When Our Passions Will Not Be Singular

© 2014 tdlucas5000, Flickr | CC-BY-SA | via Wylio

This week, a lot of my mental and emotional energy has been devoted to conversations about racism and white privilege over on Facebook. Part of me wants to retreat, but most of me wants to stay in the fray because we need to change things.

This week, a lot of my physical energy has been given to the farm – to getting tomato seedlings and cucumber starts into the garden and weeds out.

This week, I have let myself escape into the forests of Billy Coffey’s lovely book In the Heart of the Dark Wood, into the wisdom of Thomas Merton’s New Seeds of Contemplation, and into the lessons and musings of Wendell Berry’s Bringing It to the Table.

All of these things form part of who I am, a crucial, integral part of who I am as a person and as a writer. I like that.

But I also battle it – finding myself wondering if I need to be more a writer on Facebook or share more of my activist side on this blog. I wonder if combining the God’s Whisper Farm page with this one was the right thing to do.

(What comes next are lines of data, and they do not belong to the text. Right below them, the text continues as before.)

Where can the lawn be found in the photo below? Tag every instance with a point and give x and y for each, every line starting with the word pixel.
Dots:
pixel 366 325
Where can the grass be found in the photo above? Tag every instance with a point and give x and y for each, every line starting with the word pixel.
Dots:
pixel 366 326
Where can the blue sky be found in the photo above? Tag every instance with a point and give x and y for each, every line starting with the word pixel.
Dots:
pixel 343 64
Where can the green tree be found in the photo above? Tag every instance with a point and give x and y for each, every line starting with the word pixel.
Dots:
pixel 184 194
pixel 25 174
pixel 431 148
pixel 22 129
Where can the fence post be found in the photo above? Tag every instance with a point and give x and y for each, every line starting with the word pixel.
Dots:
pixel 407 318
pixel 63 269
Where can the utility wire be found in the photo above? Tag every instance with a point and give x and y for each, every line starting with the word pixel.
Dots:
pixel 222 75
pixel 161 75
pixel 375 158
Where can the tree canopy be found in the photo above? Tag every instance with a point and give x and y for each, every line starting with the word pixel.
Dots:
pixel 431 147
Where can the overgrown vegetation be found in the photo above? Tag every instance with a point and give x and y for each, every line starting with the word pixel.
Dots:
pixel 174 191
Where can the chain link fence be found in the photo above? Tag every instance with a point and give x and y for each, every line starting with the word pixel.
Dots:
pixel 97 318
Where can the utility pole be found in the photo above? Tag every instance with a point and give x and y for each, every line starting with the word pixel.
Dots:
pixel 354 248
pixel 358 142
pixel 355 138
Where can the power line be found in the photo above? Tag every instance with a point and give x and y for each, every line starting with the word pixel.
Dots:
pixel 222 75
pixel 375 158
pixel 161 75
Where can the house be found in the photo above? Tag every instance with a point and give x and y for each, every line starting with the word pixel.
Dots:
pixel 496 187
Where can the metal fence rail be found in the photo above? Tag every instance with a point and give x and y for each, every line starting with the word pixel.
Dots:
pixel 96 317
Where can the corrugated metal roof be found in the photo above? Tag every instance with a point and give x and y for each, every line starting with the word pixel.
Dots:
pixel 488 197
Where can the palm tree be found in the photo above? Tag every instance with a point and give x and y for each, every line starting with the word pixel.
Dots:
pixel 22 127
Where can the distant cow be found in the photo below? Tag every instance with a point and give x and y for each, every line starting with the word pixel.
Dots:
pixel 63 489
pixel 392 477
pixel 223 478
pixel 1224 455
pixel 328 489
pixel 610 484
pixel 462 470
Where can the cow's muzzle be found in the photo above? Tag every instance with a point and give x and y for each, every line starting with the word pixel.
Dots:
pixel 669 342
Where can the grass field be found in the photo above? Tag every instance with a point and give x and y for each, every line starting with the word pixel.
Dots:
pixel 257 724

I have been taught that the best version of me is the “specialized” one. Our culture teaches us to pick one thing and do only that, to present only one part of ourselves as professionals on social media, to become “experts” at one thing and give all our energy there.

I find that kind of teaching to be soul-crushing. None of us is one thing. We are mothers and fathers, teachers and plumbers, writers and gardeners.  We love sushi some days and pot roast with gravy on others.  We are not one dimensional, and I’m so glad of that. So deeply glad.

I read Merton’s quote above, and I took heart.  Activist, farmer, writer, reader – no one aspect of who I am as a woman is more important than another.  In fact, they work together to keep me healthy and strong, even when one face of my true self must speak louder for a time.

So this small blog post is my rallying cry for all of us to live fully into all the things we love, all the passions we carry, all the injustices we grieve, and all the life we can live.

If you would, share three aspects of your life or three of your passions with us below.  I’d so love to celebrate all of that with you.